# Rollover Pass before and after....



## Fisher Lou (May 16, 2005)

The photos were taken from the southwest end of the pass. The first picture was taken in July at sunrise. The second picture was taken late in the afternoon on 10/18/08.


----------



## Koru (Sep 25, 2006)

beautiful! both are amazing. i love what you do with your colours - i'm going to learn how to do that. 

rosesm


----------



## Ibeafireman (Jul 24, 2006)

Louis
Great pictures. How did everything go yesterday? I love the color of the sun in the first shot.


----------



## stargazer (May 24, 2004)

Boy Louis, what a difference....Its going to take a while for that to return. Good shots, I like the first one. The sun looks great.


----------



## Harley (Jul 5, 2007)

Not only are most of the buildings gone but so is land. The picture quality is fantastic, couldn't help but notice all that is missing.
Thanks for sharing.


----------



## sandybottom (Jun 1, 2005)

So sad what happened to Bolivar. I find it hard to hold back the tears for their loss.


----------



## WillieP (Jul 2, 2004)

It's hard to believe that those pic's were taken at the same place.


----------



## madf1man (Jan 28, 2005)

Wow, cool you thought about the re-shoot to show the diff


----------



## Shed Hunter (Mar 14, 2006)

Great job of a historic shot!

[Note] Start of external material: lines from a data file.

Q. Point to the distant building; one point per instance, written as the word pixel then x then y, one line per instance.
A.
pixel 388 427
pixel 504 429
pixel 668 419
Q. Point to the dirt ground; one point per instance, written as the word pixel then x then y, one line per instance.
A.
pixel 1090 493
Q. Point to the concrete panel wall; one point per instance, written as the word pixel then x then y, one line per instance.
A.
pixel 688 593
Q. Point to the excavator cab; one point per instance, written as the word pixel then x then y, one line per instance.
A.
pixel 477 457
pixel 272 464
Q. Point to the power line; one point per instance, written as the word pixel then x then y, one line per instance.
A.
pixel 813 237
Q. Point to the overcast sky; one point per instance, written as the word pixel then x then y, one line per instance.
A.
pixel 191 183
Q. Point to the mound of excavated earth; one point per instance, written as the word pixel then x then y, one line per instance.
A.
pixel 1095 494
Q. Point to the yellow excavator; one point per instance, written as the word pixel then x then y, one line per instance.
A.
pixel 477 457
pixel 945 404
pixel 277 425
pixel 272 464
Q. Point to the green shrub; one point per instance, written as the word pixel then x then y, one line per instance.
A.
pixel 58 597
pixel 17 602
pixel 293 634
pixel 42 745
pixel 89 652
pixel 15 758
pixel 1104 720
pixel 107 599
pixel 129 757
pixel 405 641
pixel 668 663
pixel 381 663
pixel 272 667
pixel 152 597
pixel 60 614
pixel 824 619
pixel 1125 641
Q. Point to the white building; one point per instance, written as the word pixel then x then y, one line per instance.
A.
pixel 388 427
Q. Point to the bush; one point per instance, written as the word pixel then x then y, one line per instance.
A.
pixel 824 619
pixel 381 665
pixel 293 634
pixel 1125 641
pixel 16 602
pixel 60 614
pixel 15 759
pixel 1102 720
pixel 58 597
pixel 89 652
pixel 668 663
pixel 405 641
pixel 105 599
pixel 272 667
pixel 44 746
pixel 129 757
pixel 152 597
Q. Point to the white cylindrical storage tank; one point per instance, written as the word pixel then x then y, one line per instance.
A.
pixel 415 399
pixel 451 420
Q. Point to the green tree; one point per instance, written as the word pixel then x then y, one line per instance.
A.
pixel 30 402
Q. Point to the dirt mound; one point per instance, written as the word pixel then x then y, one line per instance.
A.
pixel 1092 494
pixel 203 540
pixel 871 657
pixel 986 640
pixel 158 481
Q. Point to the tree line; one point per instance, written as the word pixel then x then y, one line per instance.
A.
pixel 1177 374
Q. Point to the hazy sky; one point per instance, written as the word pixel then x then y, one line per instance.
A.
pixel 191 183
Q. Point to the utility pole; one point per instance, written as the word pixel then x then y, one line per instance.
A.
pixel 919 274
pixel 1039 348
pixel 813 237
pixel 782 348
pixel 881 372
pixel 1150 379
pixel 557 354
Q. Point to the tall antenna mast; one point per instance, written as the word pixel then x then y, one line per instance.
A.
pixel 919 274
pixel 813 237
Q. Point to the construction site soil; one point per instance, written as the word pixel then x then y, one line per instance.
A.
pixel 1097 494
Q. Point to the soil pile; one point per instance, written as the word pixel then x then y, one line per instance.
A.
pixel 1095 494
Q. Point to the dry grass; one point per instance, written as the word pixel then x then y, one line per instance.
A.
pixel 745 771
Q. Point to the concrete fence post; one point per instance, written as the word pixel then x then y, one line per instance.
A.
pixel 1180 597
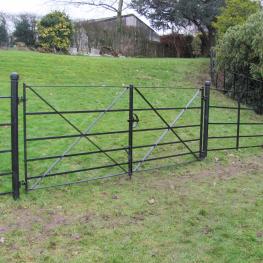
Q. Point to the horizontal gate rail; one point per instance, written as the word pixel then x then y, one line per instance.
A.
pixel 109 133
pixel 77 182
pixel 6 173
pixel 78 171
pixel 105 150
pixel 113 110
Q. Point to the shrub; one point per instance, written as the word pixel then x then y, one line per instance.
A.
pixel 25 29
pixel 241 50
pixel 235 13
pixel 55 32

Sad but true, you just captured history. Any more comparson shots? Very good idea to document what has happened.

SH


----------



## Fisher Lou (May 16, 2005)

Shed Hunter, I may have some more later. I have to look at the old ones and try to remember where i was standing. I will lood at my old p&s pictures and see if i can find a good comparison shot.


----------



## ranchpeddler (Aug 19, 2005)

*black stuff on beach in second shot?*

Great pictures, you captured something that is impossible to describe. Is the black plastic material on the beach the remnants of some beach dune project? How long had it been there if so? Thanks


----------



## Fisher Lou (May 16, 2005)

I think they are called "geotubes". They are filled with sand and water. They are permeable so that the water escapes leaving only the sand. Installation was about 10 years ago to help prevent erosion.


----------